In a previous project I used strace to follow the ins and outs of a very long running process (about 8 hours) of Python wrapped around C++ before a set of Perl scripts aligned the time and graphed the output. The overhead of strace on the underlying processes was a little heavy but it served its purpose.
In a more recent project, memory profiler was used to measure the memory usage in a long running process. From this, we observed the same results as Evan Jones in his Improving Python’s Memory Allocator paper and excellent note on Python’s memory usage in the source code for lists and other objects.
Currently I am working on some Linked Data code and got interested in the memory usage of the scripts. I used the memory profiler to look at how the overall script’s memory was doing and used it to find a couple of less than efficient uses of memory in a back-end script that is being designed on its own and create new graphs. Using mprof run /path/to/script
followed by mprof plot
is easier to remember, although it can be used as a decorator.
As the script calls remote services, I became more interested in the timings and used Python’s time() module to get the time for the module. I did have a look at the timeit() module but could not see a way of using it as a wrapper around a specific module.

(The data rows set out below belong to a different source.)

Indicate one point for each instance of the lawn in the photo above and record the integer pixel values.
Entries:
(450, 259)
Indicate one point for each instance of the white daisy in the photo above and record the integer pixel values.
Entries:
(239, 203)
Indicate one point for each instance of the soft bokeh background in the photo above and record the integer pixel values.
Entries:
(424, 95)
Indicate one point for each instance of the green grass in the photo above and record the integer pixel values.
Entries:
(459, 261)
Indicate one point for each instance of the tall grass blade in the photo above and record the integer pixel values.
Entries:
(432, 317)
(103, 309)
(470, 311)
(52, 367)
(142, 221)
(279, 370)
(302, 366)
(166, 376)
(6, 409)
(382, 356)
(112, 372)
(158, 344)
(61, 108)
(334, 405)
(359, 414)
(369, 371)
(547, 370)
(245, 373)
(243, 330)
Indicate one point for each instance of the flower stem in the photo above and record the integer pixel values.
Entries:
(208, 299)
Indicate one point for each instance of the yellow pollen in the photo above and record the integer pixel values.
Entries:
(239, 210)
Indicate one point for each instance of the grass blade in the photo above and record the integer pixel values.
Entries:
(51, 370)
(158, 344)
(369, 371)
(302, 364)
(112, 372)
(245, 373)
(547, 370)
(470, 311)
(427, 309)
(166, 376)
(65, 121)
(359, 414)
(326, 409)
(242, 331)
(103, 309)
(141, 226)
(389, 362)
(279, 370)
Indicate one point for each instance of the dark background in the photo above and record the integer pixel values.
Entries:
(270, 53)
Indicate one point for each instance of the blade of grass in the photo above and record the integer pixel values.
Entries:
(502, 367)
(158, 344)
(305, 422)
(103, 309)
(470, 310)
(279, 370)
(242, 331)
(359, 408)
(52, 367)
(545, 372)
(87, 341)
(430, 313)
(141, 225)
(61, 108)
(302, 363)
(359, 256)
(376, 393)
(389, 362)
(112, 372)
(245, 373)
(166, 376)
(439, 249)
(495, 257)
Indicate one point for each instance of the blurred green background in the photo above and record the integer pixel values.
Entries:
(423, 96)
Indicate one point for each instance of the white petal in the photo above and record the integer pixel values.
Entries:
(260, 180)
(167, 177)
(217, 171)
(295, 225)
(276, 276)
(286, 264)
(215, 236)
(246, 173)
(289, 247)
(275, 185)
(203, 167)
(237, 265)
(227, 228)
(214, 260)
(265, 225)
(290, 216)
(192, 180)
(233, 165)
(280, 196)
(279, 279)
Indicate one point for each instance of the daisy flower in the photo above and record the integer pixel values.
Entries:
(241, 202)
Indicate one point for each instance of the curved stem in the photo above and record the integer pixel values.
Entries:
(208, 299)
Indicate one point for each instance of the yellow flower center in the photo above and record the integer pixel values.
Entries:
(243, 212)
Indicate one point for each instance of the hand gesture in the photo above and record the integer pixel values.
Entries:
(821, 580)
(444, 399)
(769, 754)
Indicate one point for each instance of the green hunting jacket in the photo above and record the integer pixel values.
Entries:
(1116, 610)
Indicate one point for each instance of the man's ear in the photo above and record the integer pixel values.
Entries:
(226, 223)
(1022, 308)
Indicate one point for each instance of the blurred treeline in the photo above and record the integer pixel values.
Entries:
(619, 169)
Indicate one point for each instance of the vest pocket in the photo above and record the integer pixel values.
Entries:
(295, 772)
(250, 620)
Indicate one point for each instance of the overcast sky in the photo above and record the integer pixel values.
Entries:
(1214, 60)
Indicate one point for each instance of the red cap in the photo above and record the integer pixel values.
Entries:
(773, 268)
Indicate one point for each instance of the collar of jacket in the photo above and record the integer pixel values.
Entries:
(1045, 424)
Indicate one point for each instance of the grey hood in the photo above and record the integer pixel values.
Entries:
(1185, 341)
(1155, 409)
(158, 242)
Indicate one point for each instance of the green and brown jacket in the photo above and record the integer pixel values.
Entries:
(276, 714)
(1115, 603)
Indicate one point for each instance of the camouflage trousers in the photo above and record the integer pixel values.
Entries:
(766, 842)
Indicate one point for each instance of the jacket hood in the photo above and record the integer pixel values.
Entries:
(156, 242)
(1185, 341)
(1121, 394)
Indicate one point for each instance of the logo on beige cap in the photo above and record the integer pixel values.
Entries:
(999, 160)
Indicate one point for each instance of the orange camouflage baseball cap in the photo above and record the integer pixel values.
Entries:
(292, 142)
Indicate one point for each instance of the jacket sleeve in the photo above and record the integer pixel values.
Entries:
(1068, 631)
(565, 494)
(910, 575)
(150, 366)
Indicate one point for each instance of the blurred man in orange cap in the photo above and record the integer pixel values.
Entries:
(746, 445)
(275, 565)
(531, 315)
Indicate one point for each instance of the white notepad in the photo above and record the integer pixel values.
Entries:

My hunts brought me to the cProfile() module which provides not only the overall time for the complete run but a break down of each part, such as method or class, and its time. For now the times are small and the code is in early stages but this is clearly a very useful module to track down some of the accesses. As part of the reading on this, I came across Julien Danjou’s blog post also mentioning KCacheGrind and visualising the tree. (It reminds me of tracing C and C++ dependencies using the Debian tool, debtree).
That I can simply run it off the command line: python -m cprofile /path/to/script
is a definite winner for my purposes so that I can chain it with memory profiler.
The goal is not to try and run the optimisations yet but to keep these in mind whilst developing the initial code. Part of me does wonder if it is better to have a set of scripts that can run as part of the tests, rather than waiting until the end of the development cycle. Whilst I am clearly not a profiling expert, I am glad that there are these tools around to help look under the bonnet and discover what is really going on to so that I can find and correct any serious errors early on.